Babayan’s love for Prokofiev, like Argerich’s, is deeply rooted, dating back to his childhood in Armenia and student days at the Moscow Conservatoire. Having left the USSR for the first time in 1989, he settled in the US. Time and again, Babayan has paid tribute to Prokofiev, playing several of his piano concertos with Valery Gergiev, including at the 2015 BBC Proms in a monumental concert with the London Symphony Orchestra featuring all five of the works.

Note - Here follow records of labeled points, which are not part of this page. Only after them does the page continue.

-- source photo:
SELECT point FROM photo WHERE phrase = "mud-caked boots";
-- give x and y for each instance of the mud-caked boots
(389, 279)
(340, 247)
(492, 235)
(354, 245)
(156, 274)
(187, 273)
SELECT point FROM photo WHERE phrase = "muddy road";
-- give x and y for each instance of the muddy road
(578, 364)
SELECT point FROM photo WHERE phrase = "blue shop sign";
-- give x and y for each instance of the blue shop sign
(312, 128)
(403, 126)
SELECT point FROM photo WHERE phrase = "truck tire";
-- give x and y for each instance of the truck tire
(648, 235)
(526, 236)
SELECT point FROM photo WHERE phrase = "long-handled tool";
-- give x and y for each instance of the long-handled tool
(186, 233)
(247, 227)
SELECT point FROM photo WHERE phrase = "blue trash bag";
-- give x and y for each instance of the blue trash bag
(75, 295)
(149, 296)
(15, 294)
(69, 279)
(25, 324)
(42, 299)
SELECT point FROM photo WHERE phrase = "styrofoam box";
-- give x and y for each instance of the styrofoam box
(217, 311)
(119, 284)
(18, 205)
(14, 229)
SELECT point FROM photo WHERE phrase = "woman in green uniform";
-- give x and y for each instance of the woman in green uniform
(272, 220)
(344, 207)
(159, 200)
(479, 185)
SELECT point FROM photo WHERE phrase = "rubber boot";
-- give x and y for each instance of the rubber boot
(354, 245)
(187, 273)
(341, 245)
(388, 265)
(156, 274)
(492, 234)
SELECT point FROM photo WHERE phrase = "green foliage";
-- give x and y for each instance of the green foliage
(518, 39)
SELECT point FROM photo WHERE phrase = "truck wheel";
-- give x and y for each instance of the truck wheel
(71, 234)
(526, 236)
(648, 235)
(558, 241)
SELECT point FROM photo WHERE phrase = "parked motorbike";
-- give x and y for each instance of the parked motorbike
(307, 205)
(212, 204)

His new Prokofiev transcriptions are both dedicated to Martha Argerich. “This project happened because of my love for Prokofiev, my love for Martha and my love for the ballet Romeo and Juliet,” reflects Babayan. The idea of transcribing Romeo and Juliet first arose decades ago while he was studying Prokofiev’s colourful instrumentation in close detail with an orchestra. Already aware of Argerich’s playing, he was further inspired after hearing a pirate recording of her 1981 Carnegie Hall performance of the Ten Pieces Op.75 from Romeo and Juliet. “I listened and was immediately drawn to learn the cycle. But I felt that Prokofiev used chamber-like numbers for his selection of music for his transcription for solo piano. If you first became acquainted with the ballet through this piano score, you would never guess or understand the whole tragic, violent and dark nature of the original work. Of course, the ballet contains lyrical, romantic music, music filled with humour and dance movement. But it also contains music for the ‘Death of Tybalt’, music of love and hate.”

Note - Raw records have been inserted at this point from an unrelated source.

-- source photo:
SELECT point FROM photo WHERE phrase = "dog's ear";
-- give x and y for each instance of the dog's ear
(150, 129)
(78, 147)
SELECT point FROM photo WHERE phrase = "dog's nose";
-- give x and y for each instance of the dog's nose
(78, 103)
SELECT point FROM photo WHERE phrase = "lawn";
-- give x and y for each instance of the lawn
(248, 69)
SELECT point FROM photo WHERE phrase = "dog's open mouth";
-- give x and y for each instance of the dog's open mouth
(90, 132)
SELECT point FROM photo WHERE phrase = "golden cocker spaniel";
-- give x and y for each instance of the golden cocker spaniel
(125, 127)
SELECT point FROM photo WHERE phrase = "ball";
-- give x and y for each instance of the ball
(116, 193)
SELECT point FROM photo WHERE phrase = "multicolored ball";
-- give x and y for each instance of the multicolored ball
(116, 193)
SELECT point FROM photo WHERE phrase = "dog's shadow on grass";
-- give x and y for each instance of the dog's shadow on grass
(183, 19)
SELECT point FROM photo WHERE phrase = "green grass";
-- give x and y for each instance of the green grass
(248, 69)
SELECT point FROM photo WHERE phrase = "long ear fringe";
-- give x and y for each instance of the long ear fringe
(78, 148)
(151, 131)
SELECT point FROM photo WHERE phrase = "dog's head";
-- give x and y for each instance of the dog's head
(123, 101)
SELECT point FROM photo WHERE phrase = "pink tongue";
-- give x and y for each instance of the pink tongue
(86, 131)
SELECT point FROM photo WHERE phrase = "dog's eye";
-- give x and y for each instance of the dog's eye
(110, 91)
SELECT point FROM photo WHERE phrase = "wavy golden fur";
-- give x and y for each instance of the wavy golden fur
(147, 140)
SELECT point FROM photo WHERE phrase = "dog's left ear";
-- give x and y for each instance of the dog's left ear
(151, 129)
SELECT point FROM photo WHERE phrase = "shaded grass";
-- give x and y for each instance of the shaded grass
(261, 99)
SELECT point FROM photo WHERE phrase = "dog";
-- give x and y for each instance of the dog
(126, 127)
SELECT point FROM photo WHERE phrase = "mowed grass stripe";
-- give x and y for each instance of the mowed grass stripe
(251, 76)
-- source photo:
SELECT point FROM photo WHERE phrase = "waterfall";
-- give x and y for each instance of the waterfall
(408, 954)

Believing it would be impossible for music of such powerful emotion to be conveyed by two hands, and aware of Prokofiev’s own fondness for transcription, Babayan felt driven to exploit the full expressive force and tonal richness of two pianos, creating a version that contains what Martha Argerich, with a wry laugh, calls “difficult and demanding” technical and musical challenges. Both musicians, however, agree that transcription is “an act of love”, and Babayan’s experience with Romeo and Juliet soon led him on to explore some of the composer’s lesser-known works and create the second suite on this album. As he points out, this music will be new to most listeners: for example, only fragments of the film score for The Queen of Spades have ever been performed or recorded. He underlines its imaginative and innovative qualities, adding, “I’m sure if Prokofiev had lived longer, he would have used the material for The Queen of Spades for a new movie, symphony, quartet or maybe even a piano duo. This music stayed on the shelf and it was my luck to hear it.”

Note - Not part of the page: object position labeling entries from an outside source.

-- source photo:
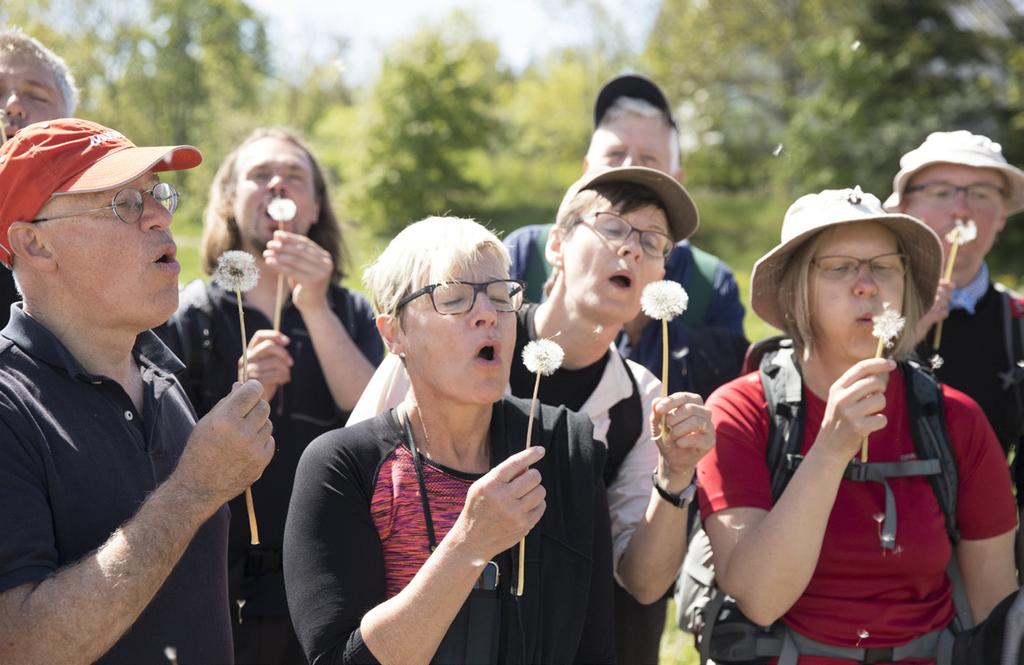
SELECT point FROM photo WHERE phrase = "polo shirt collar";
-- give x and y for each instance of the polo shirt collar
(967, 298)
(33, 338)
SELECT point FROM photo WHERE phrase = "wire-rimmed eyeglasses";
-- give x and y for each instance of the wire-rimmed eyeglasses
(459, 297)
(128, 204)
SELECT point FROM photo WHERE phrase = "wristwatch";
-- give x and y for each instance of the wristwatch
(680, 500)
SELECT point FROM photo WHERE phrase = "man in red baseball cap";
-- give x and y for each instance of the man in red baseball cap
(113, 538)
(35, 85)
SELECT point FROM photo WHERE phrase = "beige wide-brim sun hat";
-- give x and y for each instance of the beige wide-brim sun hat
(815, 212)
(962, 148)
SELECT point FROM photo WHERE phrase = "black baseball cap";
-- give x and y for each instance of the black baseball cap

Prokofiev for Two is driven by the passion and power of an ideal keyboard partnership. Martha Argerich considers playing in duo with Babayan to be “a thing of alchemy – a discovery”. For his part, Babayan says the experience of performing with Argerich is like joining a conversation with a divine being, one in which “you cannot be mundane or ordinary ... Martha will somehow pull out the best from you”.